- Kheyrgu Location within Iran
- Coordinates: 27°30′58″N 53°15′01″E﻿ / ﻿27.51611°N 53.25028°E
- Country: Iran
- Province: Fars
- County: Lamerd
- District: Kheyrgu

Population (2016)
- • Total: 1,821
- Time zone: UTC+3:30 (IRST)

= Kheyrgu =

City in Fars province, Iran

Kheyrgu (خيرگو) (Note: Also romanized as Kheyrgū; also known as Khargū) is a city in, and the capital of, Kheyrgu District of Lamerd County, Fars province, Iran. As a village, it was the capital of Kheyrgu Rural District until its capital was transferred to the village of Chahar Taq.

==Demographics==
===Population===
At the time of the 2006 National Census, Kheyrgu's population was 1,051 in 215 households, when it was a village in Kheyrgu Rural District of Alamarvdasht District.

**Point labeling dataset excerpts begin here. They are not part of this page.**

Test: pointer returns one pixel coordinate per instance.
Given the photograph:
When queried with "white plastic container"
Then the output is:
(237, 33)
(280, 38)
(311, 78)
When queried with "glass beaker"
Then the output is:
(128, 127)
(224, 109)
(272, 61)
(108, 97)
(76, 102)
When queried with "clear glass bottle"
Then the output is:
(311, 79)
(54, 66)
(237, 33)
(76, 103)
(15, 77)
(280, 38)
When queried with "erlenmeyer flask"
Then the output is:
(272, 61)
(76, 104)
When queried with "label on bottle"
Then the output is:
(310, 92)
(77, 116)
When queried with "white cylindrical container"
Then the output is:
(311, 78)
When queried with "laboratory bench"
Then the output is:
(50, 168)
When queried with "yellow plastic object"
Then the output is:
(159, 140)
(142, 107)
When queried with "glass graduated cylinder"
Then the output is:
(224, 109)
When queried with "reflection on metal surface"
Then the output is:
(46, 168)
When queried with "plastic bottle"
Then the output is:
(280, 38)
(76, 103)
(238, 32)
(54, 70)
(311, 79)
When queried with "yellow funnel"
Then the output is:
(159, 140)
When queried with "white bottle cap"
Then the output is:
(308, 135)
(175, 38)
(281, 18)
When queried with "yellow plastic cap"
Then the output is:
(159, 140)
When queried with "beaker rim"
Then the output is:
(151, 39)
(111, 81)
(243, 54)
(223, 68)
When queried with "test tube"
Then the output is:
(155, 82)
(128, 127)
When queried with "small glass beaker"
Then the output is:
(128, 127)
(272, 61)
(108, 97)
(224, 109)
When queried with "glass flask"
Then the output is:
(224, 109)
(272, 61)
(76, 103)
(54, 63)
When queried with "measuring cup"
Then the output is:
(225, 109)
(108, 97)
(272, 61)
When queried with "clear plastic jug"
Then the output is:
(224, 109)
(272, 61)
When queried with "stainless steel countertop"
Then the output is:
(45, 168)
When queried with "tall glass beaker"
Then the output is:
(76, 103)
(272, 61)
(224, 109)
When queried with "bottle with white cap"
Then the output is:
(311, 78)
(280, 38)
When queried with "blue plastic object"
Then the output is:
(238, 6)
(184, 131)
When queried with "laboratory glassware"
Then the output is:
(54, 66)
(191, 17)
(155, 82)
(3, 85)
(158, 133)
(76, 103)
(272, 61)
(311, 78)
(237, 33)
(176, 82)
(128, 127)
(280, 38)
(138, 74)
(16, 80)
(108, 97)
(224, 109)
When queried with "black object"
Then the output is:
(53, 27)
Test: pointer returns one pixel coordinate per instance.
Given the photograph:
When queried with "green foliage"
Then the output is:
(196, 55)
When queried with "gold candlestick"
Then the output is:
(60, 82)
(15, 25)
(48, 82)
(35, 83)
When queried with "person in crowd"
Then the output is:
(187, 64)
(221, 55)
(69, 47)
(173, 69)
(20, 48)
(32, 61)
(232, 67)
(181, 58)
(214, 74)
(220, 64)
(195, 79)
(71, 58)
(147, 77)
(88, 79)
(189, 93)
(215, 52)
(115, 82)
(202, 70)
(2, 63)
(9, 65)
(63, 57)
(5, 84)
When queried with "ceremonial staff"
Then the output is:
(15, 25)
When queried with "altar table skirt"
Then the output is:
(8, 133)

The following census in 2011 counted 1,227 people in 315 households. The 2016 census measured the population of the village as 1,821 people in 523 households. It was the most populous village in its rural district.

After the census, the rural district was separated from the district in the formation of Kheyrgu District. Kheyrgu was elevated to the status of a city.